I bet when my father was asked to explain the 1950s how he could afford the house he had just bought, CJH who was also buying a house that didn’t match his income wasn’t asked the same question. I bet my father was the exception who didn’t pull a stunt to avoid being a higher tax payer in the mid 80s as he happened to be £1 above the upper tax limit – he paid the extra tax. More fool him so many would say.
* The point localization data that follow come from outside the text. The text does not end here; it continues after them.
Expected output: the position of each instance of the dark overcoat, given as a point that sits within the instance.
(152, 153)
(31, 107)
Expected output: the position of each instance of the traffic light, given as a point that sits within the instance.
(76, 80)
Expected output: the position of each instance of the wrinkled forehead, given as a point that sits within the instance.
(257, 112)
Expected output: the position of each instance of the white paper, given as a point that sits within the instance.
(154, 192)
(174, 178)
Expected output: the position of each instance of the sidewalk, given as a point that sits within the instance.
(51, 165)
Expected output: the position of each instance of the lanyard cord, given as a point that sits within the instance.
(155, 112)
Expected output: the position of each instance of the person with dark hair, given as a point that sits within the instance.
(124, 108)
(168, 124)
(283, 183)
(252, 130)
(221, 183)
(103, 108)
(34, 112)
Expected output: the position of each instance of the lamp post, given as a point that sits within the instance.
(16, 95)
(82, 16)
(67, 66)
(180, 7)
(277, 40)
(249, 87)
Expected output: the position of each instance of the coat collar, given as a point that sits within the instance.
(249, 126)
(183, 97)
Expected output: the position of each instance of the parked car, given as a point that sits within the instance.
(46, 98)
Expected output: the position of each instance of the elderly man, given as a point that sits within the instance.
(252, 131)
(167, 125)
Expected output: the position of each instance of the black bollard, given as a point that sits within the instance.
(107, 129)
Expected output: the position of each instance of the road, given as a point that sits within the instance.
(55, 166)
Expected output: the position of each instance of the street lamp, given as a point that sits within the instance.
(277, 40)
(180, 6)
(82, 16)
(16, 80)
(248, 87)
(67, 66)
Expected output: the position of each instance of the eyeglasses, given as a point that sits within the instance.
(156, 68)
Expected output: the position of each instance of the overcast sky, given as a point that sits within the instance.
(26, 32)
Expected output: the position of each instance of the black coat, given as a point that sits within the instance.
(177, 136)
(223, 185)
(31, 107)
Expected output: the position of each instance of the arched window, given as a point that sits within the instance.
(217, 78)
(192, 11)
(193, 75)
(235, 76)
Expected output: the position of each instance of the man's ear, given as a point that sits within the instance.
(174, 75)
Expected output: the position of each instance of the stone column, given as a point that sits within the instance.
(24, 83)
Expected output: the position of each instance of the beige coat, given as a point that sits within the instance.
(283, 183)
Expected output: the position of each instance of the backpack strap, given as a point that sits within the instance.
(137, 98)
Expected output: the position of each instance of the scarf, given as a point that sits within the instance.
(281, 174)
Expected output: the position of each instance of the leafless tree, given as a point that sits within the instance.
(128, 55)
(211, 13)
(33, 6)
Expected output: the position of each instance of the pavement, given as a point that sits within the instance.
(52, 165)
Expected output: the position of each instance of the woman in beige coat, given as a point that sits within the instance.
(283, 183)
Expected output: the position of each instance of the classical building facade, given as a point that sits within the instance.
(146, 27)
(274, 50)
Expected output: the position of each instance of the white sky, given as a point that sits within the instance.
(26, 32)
He isn’t perfect of course he wore some shocking golf jumpers in his time and can kill a Nat King Cole song dead in its tracks if he has a mind to.
When the election comes, we are facing a game changer choice – I would argue even more important than the 1918 or 1932 elections – and time will tell if the penny has finally dropped with Irish people and their attitude to deference to authority has really changed and if they have learnt anything from the horrific revelations over the last few years and the consequences of how they vote.
So I think asking a TD and Senator and MEP and Councillor ot provide and publish receipts for every cent they claim is a small step in the right direction.